SSDI’s enrollment boom can be traced to liberalized eligibility polices introduced during the mid-1980s when benefit awards began to be based on subjective judgments about the severity of health conditions such as back pain and mental disability. Other contributory factors are the incentive to enroll in SSDI rather than collect OASI early retirement benefits because the former are not reduced for early retirement, and the bureaucratic use of outdated descriptions of available jobs in the U.S. economy.

The long and arduous process of qualifying for SSDI worsens applicants’ disabilities and resources, and saps physical and psychological capacities to return to work. Hence, SSDI reforms should prioritize a reduction in future SSDI enrollments rather than induce the existing population of enrollees to leave SSDI rolls. Doing so implies a crucial role for employers in early apprehension of the onset of disabling conditions in the population and extending timely accommodation and support services to affected workers. International experience with disability reforms also suggests tying tighter benefit and eligibility rules with encouraging labor-market attachments among the disabled. It also suggests providing work accommodations and support services to improve the environment within which health impairments can be prevented from becoming work-disabilities. Success of such approaches, however, will require ancillary policies to improve the macroeconomic environment and increase the likelihood of job attachments for people with disabilities.

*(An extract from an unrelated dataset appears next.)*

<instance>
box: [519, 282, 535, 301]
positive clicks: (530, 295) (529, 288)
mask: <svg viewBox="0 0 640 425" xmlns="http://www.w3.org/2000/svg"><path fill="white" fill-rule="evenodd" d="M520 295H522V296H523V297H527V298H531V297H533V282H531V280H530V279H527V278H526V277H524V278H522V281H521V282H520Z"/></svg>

The imminent financial crunch on SSDI and that program’s structural shortcomings urgently call for reforms to prevent skyrocketing enrollments by marginally health-impaired but not work-disabled individuals. Postponing such policy changes by adopting temporary financial transfers from OASI will accelerate broader insolvency of Social Security. It may also compromise the goal of providing needed support for the genuinely permanently disabled.

Readings

  • “Does Disability Insurance Receipt Discourage Work?” by Nicole Maestas, Kathleen J. Mullen, and Alexander Strand. RAND Center for the Study of Aging Working Paper No 853.3, June 2012.
  • “Social Support Substitution and the Earnings Rebound: Evidence from a Regression Discontinuity in Disability Insurance Reform,” by Lex Borghans, Anne C. Gielen, and Erzo F.P. Lutter. National Bureau of Economic Research Working Paper No. 18261, July 2012.
  • “Supporting Work: A Proposal for Modernizing the U.S. Disability Insurance System,” by David H. Autor and Mark Duggan. Hamilton Project and Center for American Progress, December 2010.
  • “The Declining Work and Welfare Among People With Disabilities: What Went Wrong and a Strategy for Change,” by Richard V. Burkhauser and Mary Daly. AEI Press, 2011.
  • “The Effect of Disability Insurance Receipt on Labor Supply: A Dynamic Analysis,” by Eric French and Jae Song. Federal Reserve Bank of Chicago Working Paper No. WP 2012-12, 2012.